Le loro personalità sono ancora poco studiate, ma si può dire che nelle loro opere, di gusto un po’ di maniera e con ricordi massariani, essi hanno sempre saputo dare ai loro committenti scenografici complessi, eseguiti con buona tecnica e buone decorazioni, corrispondenti ai gusti dell’ambiente in cui operavano (Rizzi). A loro si deve nel duomo di San Vito anche il busto in marmo di Daniele Delfino, fatto erigere dai sanvitesi per ringraziare il patriarca del munifico dono della costruzione della chiesa, e le statue di San Vito e San Modesto per l’Altare Maggiore commissionate loro dal Delfino. L’Altare Maggiore, di gusto barocco, proviene dalla precedente parrocchiale, come si vede dalle iscrizioni conservate. I Mattiussi con le loro opere lo resero solo più imponente, mentre i graziosi putti del “Tabernacolo” furono eseguiti negli anni dal 1724 al 1733, come si può arguire dal loro modellato, notevolmente diverso da quello usato dai suddetti scultori (Goi). La chiesa era completamente finita quando fu consacrata nel 1752. Era stato riutilizzato per ornare il presbiterio quanto rimaneva delle opere per l’organo dell’Amalteo, era stata riadattata la pala del Padovanino nel secondo altare a sinistra, ricostruito dal Mattiussi fra il 1750 e il 1752 utilizzando il bel marmo verde del precedente (Goi).

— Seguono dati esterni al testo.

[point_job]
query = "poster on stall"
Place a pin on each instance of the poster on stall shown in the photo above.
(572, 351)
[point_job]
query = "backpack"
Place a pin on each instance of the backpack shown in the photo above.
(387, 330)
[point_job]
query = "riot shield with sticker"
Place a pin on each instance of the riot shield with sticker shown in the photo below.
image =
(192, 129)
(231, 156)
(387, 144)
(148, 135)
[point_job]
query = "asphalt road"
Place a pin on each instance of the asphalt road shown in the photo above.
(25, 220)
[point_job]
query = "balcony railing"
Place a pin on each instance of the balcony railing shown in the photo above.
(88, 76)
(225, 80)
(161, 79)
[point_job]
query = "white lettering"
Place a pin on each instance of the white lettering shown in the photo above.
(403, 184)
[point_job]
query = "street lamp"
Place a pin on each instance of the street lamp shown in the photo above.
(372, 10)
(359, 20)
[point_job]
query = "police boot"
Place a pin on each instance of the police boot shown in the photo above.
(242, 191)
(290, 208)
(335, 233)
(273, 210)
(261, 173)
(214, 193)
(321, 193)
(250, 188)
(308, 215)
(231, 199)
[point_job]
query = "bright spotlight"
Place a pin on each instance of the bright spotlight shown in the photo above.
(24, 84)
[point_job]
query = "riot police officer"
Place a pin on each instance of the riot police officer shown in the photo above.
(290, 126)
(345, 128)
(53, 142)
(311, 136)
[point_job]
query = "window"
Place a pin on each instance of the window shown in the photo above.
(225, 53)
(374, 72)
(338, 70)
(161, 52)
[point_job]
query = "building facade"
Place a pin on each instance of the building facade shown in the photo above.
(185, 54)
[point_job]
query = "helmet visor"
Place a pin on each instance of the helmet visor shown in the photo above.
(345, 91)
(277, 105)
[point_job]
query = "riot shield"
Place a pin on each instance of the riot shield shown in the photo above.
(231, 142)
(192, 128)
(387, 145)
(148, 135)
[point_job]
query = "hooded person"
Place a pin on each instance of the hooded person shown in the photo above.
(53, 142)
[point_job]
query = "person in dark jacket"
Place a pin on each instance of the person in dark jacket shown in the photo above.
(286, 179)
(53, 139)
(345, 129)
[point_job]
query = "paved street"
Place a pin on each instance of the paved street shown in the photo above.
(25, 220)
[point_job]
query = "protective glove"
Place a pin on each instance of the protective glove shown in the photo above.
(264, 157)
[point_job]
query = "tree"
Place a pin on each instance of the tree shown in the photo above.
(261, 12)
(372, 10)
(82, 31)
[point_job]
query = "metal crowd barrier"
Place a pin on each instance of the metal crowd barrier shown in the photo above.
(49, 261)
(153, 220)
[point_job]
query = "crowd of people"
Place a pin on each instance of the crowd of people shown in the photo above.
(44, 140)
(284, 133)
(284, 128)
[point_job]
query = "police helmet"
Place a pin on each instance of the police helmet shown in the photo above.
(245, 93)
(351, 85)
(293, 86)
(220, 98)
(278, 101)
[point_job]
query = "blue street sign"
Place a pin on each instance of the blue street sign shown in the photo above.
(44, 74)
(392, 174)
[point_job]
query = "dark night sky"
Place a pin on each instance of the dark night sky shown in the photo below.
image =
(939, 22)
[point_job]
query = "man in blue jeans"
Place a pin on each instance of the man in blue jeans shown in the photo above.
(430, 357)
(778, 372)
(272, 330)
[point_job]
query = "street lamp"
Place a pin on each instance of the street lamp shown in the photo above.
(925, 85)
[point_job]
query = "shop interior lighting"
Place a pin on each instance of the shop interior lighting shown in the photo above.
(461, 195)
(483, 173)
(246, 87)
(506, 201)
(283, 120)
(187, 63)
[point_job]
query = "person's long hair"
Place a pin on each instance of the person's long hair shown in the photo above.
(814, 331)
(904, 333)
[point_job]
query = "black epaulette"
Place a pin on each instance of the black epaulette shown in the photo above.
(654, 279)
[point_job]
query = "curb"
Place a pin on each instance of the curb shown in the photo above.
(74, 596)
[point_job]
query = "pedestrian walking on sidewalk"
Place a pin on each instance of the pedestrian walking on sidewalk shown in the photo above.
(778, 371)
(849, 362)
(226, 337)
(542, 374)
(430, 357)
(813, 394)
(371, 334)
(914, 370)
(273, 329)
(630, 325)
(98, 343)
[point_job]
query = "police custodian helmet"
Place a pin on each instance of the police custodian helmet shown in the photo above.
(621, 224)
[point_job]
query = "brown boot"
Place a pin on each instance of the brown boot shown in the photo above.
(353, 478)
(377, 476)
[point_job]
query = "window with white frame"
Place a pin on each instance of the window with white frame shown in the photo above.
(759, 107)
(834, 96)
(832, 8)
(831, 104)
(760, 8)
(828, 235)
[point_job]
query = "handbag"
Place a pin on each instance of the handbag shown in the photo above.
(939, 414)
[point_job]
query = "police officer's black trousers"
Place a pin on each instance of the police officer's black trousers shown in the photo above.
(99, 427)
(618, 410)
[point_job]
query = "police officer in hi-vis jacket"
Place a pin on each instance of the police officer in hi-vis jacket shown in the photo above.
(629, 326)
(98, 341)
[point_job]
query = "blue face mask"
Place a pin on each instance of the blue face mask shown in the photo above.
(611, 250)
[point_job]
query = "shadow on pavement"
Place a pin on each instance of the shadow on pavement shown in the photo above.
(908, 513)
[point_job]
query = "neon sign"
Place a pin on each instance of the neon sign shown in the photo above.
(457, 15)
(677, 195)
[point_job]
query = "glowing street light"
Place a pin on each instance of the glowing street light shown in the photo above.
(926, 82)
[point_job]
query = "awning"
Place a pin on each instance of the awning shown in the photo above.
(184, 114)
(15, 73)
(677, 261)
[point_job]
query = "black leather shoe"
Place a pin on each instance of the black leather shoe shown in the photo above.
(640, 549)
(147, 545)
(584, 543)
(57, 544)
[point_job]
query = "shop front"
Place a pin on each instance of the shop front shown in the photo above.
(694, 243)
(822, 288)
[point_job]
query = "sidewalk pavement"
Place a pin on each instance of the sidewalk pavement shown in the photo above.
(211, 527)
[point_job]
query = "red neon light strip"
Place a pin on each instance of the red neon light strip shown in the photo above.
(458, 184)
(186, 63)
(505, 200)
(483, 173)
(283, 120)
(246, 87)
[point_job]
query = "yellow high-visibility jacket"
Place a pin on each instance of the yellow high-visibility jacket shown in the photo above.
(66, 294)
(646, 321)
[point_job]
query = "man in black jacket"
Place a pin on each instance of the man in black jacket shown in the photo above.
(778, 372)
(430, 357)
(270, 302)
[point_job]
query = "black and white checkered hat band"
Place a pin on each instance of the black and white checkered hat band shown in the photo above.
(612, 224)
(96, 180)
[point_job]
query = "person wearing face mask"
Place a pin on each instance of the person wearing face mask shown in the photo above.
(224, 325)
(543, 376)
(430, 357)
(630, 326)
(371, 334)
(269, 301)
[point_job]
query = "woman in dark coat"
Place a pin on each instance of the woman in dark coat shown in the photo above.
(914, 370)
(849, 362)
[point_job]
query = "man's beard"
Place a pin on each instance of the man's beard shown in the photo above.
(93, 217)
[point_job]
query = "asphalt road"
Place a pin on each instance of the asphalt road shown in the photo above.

Il duomo era stato dotato di un nuovo organo, costruito dal Nacchini, veneziano, che era il miglior organaro del tempo. Il patriarca aveva provveduto anche a farlo dipingere e dorare da Andrea Urbani. Questo strumento, purtroppo, è andato perduto quando fu sostituito da uno più moderno nel 1914 dell’organaro Zanin di Codroipo. Opere di pittori contemporanei furono inserite nei ricostruiti altari, probabilmente sempre per interessamento del Delfino. Sappiamo per certo che egli aveva pagato nel 1751 il pittore Francesco Zugno, cui si devono anche altre opere nel duomo di San Vito, per la pala delle Anime Purganti, collocata sul secondo altare della parete destra della navata.